Christianity received the unique Jewish understanding of divinity and radicalized it through theological, spiritual, and philosophical reflection. We see this expressed in two patristic assertions: (a) God made the world, not from pre-existent matter, but from nothing (creatio ex nihilo); and (b) the divine ousia is incomprehensible. These two assertions are inextricably woven together. In the words of St Gregory the Theologian: “No one has yet discovered or ever shall discover what God is in his nature and essence” (Or. 28.17).

This brings to mind Struans’ thoughts in one of his posts about theology, where he writes:

any answer[to the question of who is God?] only goes so far, language is limited and so fails to express the true meaning of God. (God=Transcendent, Humanity=Finite). Perhaps instead we need to try to experience God in prayer and show the meaning of God in our actions.

God is the creator, we may see Him in relation to this world and to us, but that is to see a small, if important (to us) part of Him. He stands above, beyond and outside time, even if, in the Incarnation He intervenes in it. He is omniscient, and in that word is the limitation of our understanding with our minds; we are not and cannot imagine what it means really, except as another way of saying we hold God in awe.

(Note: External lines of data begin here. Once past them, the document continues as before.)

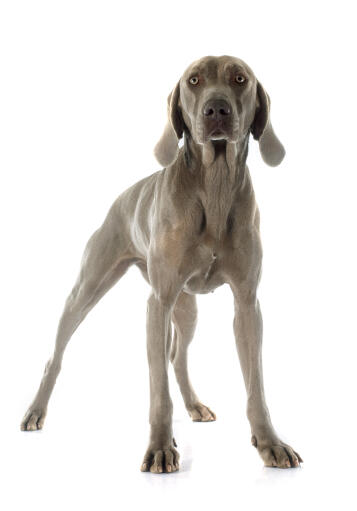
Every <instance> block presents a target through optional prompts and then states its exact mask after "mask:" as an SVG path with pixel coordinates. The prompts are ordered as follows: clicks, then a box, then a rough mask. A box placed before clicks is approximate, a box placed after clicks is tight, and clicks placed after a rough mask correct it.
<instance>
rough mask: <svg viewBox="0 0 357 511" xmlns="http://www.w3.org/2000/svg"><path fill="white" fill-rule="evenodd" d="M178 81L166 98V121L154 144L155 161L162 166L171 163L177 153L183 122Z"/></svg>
mask: <svg viewBox="0 0 357 511" xmlns="http://www.w3.org/2000/svg"><path fill="white" fill-rule="evenodd" d="M179 98H180V82H178V83H177V84H176V87H175V88H174V90H173V91H172V92H171V93H170V95H169V97H168V98H167V123H166V126H165V129H164V132H163V134H162V135H161V138H160V140H159V141H158V143H157V144H156V146H155V149H154V154H155V157H156V159H157V161H158V162H159V163H160V164H161V165H163V166H164V167H168V166H169V165H171V164H172V163H173V162H174V161H175V160H176V158H177V155H178V149H179V148H178V141H179V140H180V138H182V135H183V128H184V122H183V119H182V114H181V110H180V107H179V104H178V103H179Z"/></svg>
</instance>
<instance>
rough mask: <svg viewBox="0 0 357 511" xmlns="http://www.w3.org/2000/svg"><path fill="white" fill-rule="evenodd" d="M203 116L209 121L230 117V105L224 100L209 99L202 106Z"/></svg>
mask: <svg viewBox="0 0 357 511" xmlns="http://www.w3.org/2000/svg"><path fill="white" fill-rule="evenodd" d="M203 115H204V116H205V117H209V118H211V119H220V118H222V117H227V116H229V115H231V107H230V104H229V103H228V102H227V101H226V100H225V99H211V100H209V101H207V103H205V105H204V106H203Z"/></svg>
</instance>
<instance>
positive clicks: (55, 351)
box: [21, 215, 135, 431]
mask: <svg viewBox="0 0 357 511" xmlns="http://www.w3.org/2000/svg"><path fill="white" fill-rule="evenodd" d="M114 225H115V224H114V223H113V217H112V216H110V215H108V217H107V219H106V221H105V222H104V224H103V226H102V227H101V228H100V229H98V230H97V231H96V232H95V233H94V234H93V236H92V237H91V238H90V240H89V241H88V244H87V246H86V249H85V252H84V255H83V259H82V265H81V270H80V274H79V277H78V280H77V282H76V284H75V286H74V288H73V290H72V292H71V294H70V295H69V297H68V298H67V301H66V304H65V308H64V311H63V314H62V317H61V319H60V322H59V325H58V331H57V337H56V344H55V349H54V353H53V355H52V357H51V358H50V360H49V361H48V362H47V365H46V368H45V372H44V375H43V378H42V381H41V384H40V387H39V389H38V392H37V394H36V396H35V398H34V400H33V402H32V403H31V405H30V407H29V409H28V411H27V412H26V414H25V416H24V418H23V420H22V423H21V429H22V430H23V431H35V430H37V429H41V428H42V426H43V423H44V419H45V416H46V411H47V404H48V401H49V398H50V396H51V393H52V390H53V387H54V385H55V382H56V378H57V376H58V374H59V372H60V369H61V363H62V358H63V354H64V351H65V348H66V346H67V344H68V341H69V340H70V338H71V336H72V334H73V333H74V331H75V330H76V329H77V327H78V326H79V325H80V323H81V322H82V321H83V320H84V318H85V317H86V315H87V314H88V312H89V311H90V310H91V309H92V308H93V307H94V305H95V304H96V303H97V302H98V301H99V300H100V299H101V298H102V296H104V294H105V293H106V292H107V291H108V290H109V289H110V288H111V287H112V286H113V285H114V284H115V283H116V282H117V281H118V280H119V279H120V277H122V276H123V275H124V273H125V272H126V270H127V269H128V268H129V266H130V265H131V264H132V263H133V262H134V260H135V259H134V258H133V257H132V256H130V255H129V254H128V253H127V252H126V250H125V249H123V246H126V245H127V243H125V242H124V239H123V236H122V235H120V234H119V233H118V232H117V231H116V228H115V226H114Z"/></svg>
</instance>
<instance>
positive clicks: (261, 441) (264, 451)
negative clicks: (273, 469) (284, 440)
mask: <svg viewBox="0 0 357 511" xmlns="http://www.w3.org/2000/svg"><path fill="white" fill-rule="evenodd" d="M252 444H253V445H254V447H256V448H257V450H258V452H259V454H260V456H261V458H262V459H263V461H264V465H265V466H266V467H278V468H295V467H299V466H300V463H302V462H303V459H302V458H301V456H300V455H299V454H298V453H297V452H296V451H294V449H293V448H292V447H290V445H287V444H285V443H284V442H281V441H280V440H264V439H259V441H258V440H257V437H256V436H254V435H253V436H252Z"/></svg>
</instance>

That is why we need Jesus. Jesus, Lord Immanuel – God with us – reveal to us what we need to know about God. The Jews missed Him, for the most part, because He did not fulfil their view of what God was, and that is why we should beware of accepting the old Jewish view; it did not reveal to them the true Messiah when He came.

The Jews looked for one who would smite their enemies, release Israel from her chains and restore her, a God who would scatter all his enemies and exalt his people. Yet, when He came into this world of sin, He did so as a baby, the child of a young virgin; He came with no trumpeting of palaces and power, no pomp or circumstance, but upon a midnight clear in a manger. Neither did He grow into one who gathered around Him an army which aided by the angelic hosts would liberate captive Israel and restore it. He was a wandering preacher of a type common at that time and in that region, and His mission ended in abject failure, the most abject that could be imagined, death, and death upon the Cross.

This was not where the Jews of old had looked for their Messiah. Neither did many believe those who had followed Him and said He had risen again. They were looking for that God they had in their heads and in the Scriptures as they read them. But He was not to be found in glory and majesty as the Jews understood these things. He was to be found in love, in service, in humility and in obedience to the will of the Father. That will was not that angelic hosts should come to prove to sinful man that he must change his ways, nor that by His Divine Fiat, God would wipe away our sins. No, that will was that God Himself would be incarnate, take upon Himself our humanity and suffer to redeem our loss. It is no wonder so many find belief difficult. What God is this? It is the God who is love.